In order to do that I’d need to format the content in a certain way, combining some of the names of the column with its value for each entry. As an example:
If I have a table with columns temperature, humidity, and timestamp I’d have to arrange the string in the following format:

weather,location=us-midwest temperature=82,humidity=71 1465839830100400200

where:
weather is the Influx Measurement (something like a Table in InfluxDB)
location=us-midwest is a Tag in InfluxDB, a way of grouping information
column/value sequence separated by a comma
1465839830100400200 is the timestamp

Once I have the content in this format, I can have multiple lines and push a block of data. My original file has 250k lines so I think it would be hard to do it in one single call but I could break it into chunks.

I looked at the REST Post request and it allows me to indicate the column that has the body so I think I’d need to generate a column that has the string described above as its content.

BTW: I have a Python script that does this transformation but I was not able to get it working in Knime

Any insights/ideas? Any feedback is appreciated.

Thanks!
Ewerton

elsamuel · October 16, 2020, 4:25am

There are probably a few different ways to accomplish this, I think.

One would be to extract the column headers then convert them to flow variables, and use a string manipulation node to assemble the query piece by piece.

Another way would be to use the Column Expressions node function “columnNames” which returns an array of column names. If you expand this array you have access to the column names, each in its own column. You can then assemble the query using a string manipulation node.

Here’s an illustration of these 2 methods:

It would be helpful if you provided us with your workflow and sample data so that we could give more specific suggestions for your use case.

morpheus · October 16, 2020, 4:29am

Hi @Ewerton,

first of all welcome to the forum.

i suggest using string manimulation node with join option e.g.
join(“weather,loacation=”,"$location$," temperature=",string($temperature$),",humidity=",$string($humidity$)," ",sting($timestamp$))

BR

morpheus · October 16, 2020, 5:12am

ups… some tipos inside:
here is the correct one.

join(“weather,loacation=”,$location$," temperature=",string($temperature$),",humidity=",string($humidity$)," ",string($timestamp$))

Ewerton · October 16, 2020, 1:47pm

Thanks @morpheus, I will try both approaches but the challenge I see with the approach is that the columns are dynamic so I would have to iterate through the columns to get the current columns.

I tried the approach of unpivoting and combining the headers with the value and I am almost they.
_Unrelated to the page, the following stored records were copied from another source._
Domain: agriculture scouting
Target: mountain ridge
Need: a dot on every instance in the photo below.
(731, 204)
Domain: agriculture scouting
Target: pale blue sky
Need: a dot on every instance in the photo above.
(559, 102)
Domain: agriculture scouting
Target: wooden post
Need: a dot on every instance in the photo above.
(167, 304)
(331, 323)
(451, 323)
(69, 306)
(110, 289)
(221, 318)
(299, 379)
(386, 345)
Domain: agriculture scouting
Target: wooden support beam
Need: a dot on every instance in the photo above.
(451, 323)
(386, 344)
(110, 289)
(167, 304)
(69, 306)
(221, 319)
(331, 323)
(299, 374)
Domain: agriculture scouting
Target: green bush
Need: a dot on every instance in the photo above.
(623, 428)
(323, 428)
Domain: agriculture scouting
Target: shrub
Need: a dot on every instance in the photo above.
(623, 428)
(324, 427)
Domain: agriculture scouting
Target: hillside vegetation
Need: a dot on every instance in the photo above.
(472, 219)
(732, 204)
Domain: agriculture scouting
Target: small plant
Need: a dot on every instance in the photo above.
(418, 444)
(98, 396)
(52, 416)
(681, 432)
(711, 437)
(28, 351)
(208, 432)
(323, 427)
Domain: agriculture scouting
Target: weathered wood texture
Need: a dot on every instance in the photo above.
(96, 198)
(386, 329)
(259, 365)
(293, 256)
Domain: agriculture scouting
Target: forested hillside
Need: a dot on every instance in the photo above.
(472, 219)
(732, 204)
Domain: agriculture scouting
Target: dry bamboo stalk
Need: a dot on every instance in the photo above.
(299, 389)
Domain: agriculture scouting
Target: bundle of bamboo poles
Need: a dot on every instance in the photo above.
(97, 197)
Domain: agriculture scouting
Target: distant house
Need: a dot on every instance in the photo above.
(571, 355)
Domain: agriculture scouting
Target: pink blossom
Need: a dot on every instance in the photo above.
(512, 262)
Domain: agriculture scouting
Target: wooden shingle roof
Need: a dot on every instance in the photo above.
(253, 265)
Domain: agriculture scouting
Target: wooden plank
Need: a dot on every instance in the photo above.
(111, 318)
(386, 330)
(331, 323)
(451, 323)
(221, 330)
Olny thing is that Pivoting again created a new column for every Row, and Ideally all of them should be in a single Column.
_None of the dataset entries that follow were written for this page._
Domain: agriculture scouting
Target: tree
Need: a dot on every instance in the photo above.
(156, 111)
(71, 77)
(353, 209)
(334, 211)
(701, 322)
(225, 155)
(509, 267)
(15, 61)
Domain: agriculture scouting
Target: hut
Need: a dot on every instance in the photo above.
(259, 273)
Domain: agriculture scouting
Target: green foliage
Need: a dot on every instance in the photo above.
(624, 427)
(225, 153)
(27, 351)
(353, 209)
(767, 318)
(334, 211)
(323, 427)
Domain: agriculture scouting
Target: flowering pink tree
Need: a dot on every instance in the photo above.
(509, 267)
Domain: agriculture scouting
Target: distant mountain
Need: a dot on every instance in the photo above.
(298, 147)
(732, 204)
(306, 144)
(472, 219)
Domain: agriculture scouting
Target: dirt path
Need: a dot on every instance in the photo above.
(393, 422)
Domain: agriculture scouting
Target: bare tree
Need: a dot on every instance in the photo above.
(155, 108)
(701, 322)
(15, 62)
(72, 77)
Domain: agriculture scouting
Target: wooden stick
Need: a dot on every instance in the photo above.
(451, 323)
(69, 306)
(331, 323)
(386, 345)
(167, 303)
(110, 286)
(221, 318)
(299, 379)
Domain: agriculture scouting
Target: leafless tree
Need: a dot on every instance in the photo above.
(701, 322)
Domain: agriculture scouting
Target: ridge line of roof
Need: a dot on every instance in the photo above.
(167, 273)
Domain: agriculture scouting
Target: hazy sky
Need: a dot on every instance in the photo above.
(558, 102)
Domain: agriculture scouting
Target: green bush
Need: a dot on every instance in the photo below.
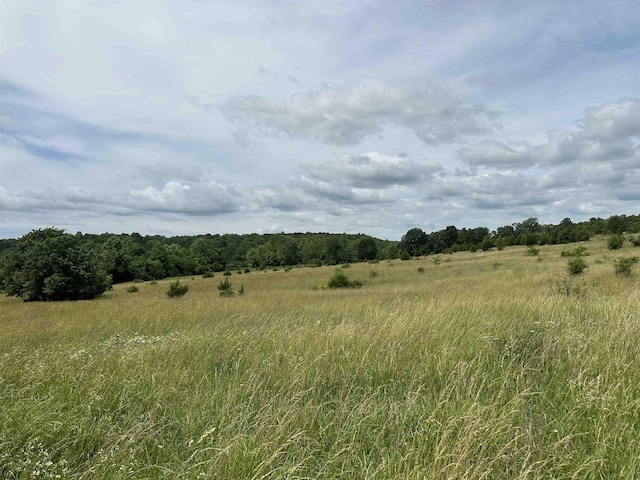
(580, 251)
(340, 280)
(615, 242)
(531, 250)
(624, 265)
(177, 290)
(226, 289)
(576, 265)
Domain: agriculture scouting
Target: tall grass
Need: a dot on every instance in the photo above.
(479, 367)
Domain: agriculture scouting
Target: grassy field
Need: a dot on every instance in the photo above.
(488, 365)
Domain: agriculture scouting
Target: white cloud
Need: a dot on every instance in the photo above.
(347, 116)
(608, 133)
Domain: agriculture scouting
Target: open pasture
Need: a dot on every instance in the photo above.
(485, 365)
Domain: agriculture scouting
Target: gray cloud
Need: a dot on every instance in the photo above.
(607, 133)
(498, 154)
(372, 170)
(435, 113)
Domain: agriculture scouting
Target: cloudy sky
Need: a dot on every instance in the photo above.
(342, 116)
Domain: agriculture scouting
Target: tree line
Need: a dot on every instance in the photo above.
(50, 264)
(528, 232)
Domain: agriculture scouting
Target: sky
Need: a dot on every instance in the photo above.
(374, 117)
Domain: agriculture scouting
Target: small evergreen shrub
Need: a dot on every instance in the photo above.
(624, 265)
(533, 251)
(576, 265)
(340, 280)
(226, 289)
(614, 242)
(569, 288)
(177, 290)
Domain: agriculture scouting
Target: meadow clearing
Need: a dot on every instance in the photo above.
(493, 365)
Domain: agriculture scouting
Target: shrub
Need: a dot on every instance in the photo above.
(177, 290)
(615, 242)
(576, 265)
(580, 251)
(568, 288)
(340, 280)
(533, 251)
(226, 289)
(624, 265)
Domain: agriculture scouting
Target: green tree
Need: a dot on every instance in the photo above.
(367, 249)
(413, 241)
(50, 264)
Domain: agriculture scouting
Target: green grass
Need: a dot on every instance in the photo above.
(478, 367)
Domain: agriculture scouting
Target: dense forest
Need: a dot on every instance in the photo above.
(128, 257)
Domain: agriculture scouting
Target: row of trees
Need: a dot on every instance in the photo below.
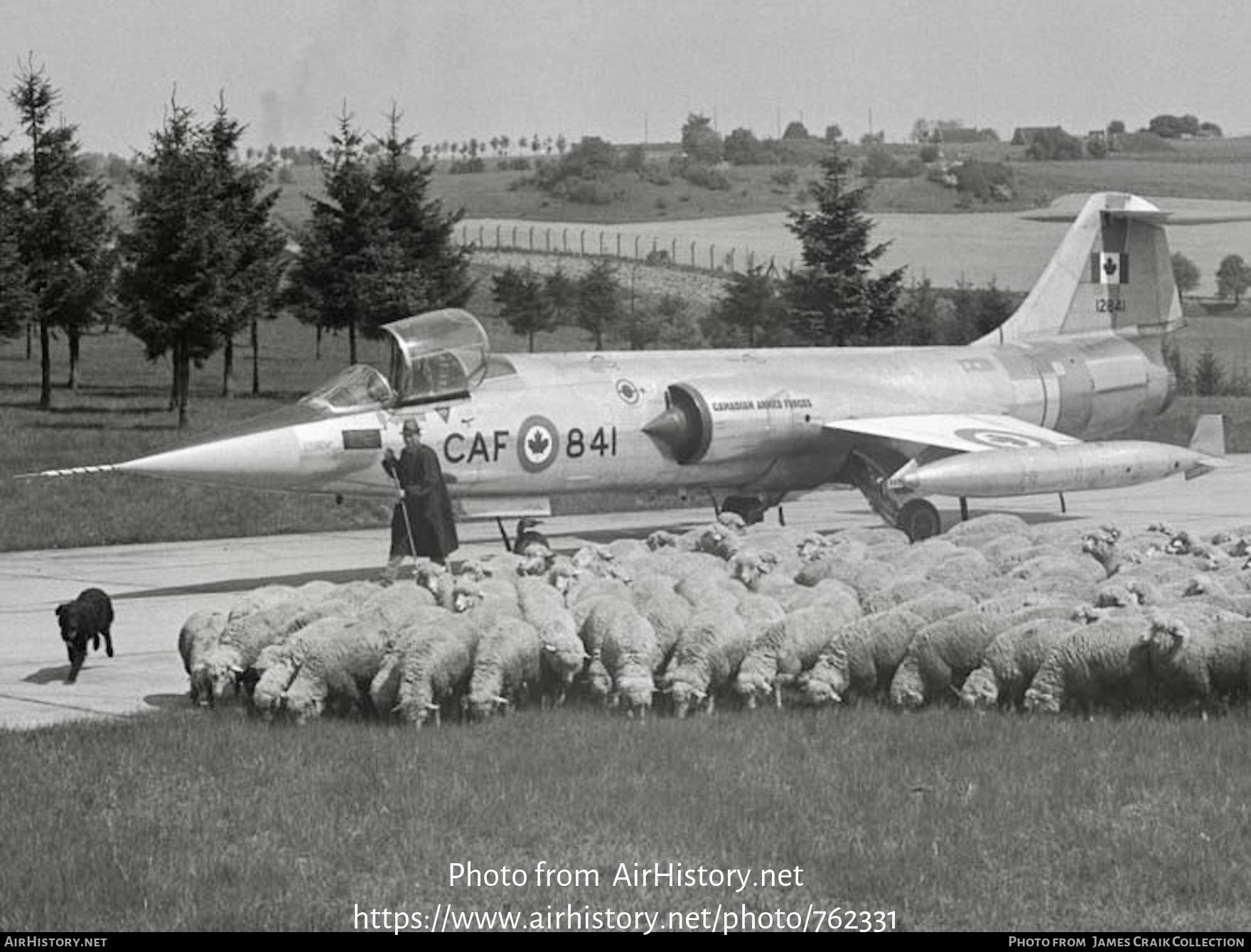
(199, 258)
(1233, 276)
I will prepare some dummy data to create the sample workflow.

Ewerton · October 16, 2020, 6:03pm

Thanks guys,

I created a flow (possibly more complicated than I should). It does almost what I want but it seems I am hitting on the string length limit because the Node 23 (Column Combiner) has a different length for each column.
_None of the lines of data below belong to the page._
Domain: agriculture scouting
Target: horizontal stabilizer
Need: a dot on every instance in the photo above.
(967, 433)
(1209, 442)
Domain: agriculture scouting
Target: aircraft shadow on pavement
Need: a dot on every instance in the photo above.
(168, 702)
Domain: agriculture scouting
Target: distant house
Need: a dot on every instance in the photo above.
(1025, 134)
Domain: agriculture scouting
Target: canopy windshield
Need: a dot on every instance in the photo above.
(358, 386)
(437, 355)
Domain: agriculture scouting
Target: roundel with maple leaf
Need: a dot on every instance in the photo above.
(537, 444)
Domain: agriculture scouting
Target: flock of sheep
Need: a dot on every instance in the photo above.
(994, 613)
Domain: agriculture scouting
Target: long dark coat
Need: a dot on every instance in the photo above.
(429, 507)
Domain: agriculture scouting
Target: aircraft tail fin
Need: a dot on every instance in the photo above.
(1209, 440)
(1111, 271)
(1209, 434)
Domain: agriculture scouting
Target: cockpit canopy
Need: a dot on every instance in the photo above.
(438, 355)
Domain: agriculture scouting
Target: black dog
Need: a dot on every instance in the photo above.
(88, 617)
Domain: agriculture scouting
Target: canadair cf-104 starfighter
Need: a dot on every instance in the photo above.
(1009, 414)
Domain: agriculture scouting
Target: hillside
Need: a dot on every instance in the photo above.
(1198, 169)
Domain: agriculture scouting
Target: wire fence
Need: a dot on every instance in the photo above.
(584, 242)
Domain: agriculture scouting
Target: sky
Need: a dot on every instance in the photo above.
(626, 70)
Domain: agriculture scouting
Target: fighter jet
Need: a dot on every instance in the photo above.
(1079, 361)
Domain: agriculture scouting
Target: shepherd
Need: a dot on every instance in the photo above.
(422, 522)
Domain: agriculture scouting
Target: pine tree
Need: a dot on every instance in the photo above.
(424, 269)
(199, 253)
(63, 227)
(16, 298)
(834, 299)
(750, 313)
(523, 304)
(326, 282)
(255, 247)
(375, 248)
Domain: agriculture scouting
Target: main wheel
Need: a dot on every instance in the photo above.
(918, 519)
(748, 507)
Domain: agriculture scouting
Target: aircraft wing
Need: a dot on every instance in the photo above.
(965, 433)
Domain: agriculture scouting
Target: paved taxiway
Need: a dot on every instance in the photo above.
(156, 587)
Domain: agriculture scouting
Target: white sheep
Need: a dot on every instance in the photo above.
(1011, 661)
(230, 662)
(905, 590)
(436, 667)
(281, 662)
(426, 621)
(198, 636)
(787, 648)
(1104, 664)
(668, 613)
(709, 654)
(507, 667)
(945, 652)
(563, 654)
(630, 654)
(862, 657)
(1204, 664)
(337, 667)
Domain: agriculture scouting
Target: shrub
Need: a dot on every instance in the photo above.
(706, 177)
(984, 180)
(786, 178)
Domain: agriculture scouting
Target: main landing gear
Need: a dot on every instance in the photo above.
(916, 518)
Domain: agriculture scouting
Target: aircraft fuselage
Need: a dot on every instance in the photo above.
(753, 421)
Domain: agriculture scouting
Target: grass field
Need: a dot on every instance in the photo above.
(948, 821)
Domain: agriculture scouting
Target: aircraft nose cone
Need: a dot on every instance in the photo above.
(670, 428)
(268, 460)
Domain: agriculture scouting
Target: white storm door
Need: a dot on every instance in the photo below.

Another point I will look at it later is that the columns should be dynamic as it depends on the input CSV.
I am attaching the flow and a sample file. Had to change the sample file to TXT but it is a CSV file.

Also, the current flow will make a lot of requests and once I got it figured out I will try to combine chunks of data (something like having the body column to have content of N rows combined)

SampleData.txt (2.4 KB)
Send File to InfluxDB.knwf (84.3 KB)

morpheus · October 17, 2020, 6:36am

Hi @Ewerton
a first impression on the data you provided.
The column names are not meaningful all starts with “column_” followed by a number. If your data structure is dynamic how you are able to indentify which column contains which parameter value? Only based on table content i have my doubts dealing with such data.

If you have meaningful column names available and the columns are dynamic you can unpivot them after looping other the files and reading the data. After this is done you can pivot the data again for further processing.

BR

system · April 17, 2021, 6:37pm

This topic was automatically closed 182 days after the last reply. New replies are no longer allowed.